I wrote a comment piece last Saturday – linked to a piece by a colleague accusing Michael Gove's advisers of using bullying tactics against civil servants – saying that I had always found the Education Secretary "courteous and charming in his dealings with almost everyone" and adding: "I also have not felt the wrath of a special adviser come down on me."

I then added the words "until this week". I deliberated about this for a while but then thought I ought to if I was being honest because I knew a piece I had co-authored alleging ministers were offering inducements – or "bribes" – to schools to become academies had provoked a degree of anger. Dominic Cummings, Gove's chief special adviser, had said in a postscript of an email sent to a colleague: "PS: Richard [Garner], in five years I've complained about ONE of your stories, but I've gotta say, I'm amazed you let your name go on this one." Another email, from elsewhere in the department, had described the story as "dire".

Back came a missive from Mr Cummings timed at 1.54am on Saturday: "Just seen your piece. My PS email = 'Wrath!'!? Wow. If there's any followup I'm sure you'll understand if I send my email to your colleagues so they can see for themselves how bullying/tyrannical/wrathful etc I've been with you."

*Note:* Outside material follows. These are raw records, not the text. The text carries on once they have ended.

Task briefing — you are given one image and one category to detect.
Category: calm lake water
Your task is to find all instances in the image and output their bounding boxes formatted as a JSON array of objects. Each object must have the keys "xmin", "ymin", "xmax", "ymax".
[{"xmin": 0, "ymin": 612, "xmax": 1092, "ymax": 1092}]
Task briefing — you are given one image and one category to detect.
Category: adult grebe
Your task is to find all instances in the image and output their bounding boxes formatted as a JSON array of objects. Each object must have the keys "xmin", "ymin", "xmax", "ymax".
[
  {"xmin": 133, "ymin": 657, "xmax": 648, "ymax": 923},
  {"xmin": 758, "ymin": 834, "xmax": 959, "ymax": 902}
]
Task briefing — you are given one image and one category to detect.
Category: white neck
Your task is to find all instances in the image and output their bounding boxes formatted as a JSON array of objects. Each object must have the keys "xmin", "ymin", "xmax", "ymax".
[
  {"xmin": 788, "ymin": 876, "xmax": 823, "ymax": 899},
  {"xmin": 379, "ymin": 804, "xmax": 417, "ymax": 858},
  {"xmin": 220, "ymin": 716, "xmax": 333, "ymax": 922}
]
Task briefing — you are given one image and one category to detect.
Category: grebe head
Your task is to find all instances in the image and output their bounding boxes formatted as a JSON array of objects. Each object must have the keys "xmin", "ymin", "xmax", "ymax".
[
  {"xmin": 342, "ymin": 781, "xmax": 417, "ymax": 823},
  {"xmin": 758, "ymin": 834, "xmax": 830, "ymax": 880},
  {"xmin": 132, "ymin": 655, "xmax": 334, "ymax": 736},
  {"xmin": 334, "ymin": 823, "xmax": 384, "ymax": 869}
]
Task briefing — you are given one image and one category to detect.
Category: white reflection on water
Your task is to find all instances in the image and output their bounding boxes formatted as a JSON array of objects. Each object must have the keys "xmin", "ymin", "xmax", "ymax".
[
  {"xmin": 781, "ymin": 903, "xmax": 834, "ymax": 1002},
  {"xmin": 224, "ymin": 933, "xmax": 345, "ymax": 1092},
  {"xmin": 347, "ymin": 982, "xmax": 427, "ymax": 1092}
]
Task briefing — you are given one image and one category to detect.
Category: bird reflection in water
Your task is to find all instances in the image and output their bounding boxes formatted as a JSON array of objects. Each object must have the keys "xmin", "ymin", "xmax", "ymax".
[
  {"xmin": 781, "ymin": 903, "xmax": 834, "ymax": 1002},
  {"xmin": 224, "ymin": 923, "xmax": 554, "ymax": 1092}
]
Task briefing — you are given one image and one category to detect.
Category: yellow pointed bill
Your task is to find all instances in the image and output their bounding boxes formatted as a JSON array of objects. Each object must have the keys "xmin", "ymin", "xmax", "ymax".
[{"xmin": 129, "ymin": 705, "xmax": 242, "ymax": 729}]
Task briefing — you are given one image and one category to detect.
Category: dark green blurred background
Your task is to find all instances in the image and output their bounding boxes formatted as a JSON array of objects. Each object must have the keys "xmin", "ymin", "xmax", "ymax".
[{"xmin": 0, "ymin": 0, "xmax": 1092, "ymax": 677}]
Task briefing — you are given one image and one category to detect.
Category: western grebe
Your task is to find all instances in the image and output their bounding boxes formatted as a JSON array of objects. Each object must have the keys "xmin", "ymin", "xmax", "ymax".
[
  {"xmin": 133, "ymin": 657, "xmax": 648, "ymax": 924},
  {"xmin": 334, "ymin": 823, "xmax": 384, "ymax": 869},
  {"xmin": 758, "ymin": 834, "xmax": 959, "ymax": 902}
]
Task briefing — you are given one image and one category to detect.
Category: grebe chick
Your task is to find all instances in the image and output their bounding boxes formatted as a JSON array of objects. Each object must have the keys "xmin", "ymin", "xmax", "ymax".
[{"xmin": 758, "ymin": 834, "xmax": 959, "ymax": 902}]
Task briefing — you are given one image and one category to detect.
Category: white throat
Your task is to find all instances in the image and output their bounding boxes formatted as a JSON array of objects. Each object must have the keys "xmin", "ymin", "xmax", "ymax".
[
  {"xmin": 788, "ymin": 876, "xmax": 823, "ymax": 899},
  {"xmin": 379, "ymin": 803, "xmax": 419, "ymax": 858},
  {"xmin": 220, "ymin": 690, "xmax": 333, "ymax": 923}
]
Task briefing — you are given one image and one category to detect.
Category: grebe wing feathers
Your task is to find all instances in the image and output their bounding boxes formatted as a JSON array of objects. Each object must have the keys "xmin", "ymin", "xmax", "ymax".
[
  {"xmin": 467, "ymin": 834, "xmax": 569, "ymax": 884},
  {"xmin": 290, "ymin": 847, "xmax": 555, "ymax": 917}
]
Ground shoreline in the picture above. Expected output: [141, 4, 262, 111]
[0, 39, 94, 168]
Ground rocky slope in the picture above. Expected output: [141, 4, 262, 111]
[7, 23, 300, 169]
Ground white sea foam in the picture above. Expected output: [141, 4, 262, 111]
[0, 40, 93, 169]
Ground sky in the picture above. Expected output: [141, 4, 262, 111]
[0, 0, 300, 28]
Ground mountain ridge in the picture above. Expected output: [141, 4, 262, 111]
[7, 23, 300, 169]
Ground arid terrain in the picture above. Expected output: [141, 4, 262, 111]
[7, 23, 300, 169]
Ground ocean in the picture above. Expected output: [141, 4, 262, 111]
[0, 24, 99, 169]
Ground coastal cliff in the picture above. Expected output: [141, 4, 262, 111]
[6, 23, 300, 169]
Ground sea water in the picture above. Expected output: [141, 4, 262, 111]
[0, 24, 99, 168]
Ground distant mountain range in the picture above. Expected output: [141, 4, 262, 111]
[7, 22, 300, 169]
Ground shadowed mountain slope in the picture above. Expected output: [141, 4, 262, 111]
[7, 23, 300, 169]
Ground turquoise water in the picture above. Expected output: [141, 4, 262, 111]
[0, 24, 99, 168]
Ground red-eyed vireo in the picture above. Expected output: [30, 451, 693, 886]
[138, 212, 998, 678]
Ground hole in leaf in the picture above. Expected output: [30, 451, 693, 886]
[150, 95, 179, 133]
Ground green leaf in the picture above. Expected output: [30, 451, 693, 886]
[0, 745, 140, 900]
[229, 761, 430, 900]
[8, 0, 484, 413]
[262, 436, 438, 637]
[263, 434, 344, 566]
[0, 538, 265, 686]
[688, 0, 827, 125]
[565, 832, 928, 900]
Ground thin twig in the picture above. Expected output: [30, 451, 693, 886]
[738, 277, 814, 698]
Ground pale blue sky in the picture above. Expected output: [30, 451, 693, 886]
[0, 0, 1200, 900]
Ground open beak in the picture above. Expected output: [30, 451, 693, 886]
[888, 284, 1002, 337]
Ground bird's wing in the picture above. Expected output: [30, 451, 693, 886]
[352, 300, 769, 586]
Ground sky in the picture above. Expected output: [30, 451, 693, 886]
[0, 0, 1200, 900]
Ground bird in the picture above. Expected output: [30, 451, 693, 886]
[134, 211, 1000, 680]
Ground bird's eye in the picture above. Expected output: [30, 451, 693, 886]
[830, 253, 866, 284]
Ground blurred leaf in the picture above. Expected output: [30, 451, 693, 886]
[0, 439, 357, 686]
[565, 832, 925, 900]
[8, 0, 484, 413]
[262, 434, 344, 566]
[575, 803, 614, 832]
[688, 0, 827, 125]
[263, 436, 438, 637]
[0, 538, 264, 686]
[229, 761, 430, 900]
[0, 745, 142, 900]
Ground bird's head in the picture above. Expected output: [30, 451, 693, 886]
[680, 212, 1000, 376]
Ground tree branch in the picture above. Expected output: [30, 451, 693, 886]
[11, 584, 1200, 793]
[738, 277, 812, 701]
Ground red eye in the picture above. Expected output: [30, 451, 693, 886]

In a follow-up email after I had queried his meaning, he suggested that either I should consult a therapist if I believed what I had written, or actually believed it was "absurd but were ordered to write something about spads and that's the best you could do because you know I never call and shout at you".

Neither is true but – if my life depended on one of them being so – it would be the former. Hopefully, I'd get a clean bill of health.

True to his promise, that afternoon he circulated newspaper editors, political journalists and education correspondents with details of the saga.

Interestingly, he finished off one of his emails with: "What a pathetic waste of everybody's time." I agree.

On reflection, it seems that even if he is right about me not incurring his wrath previously, I must have now.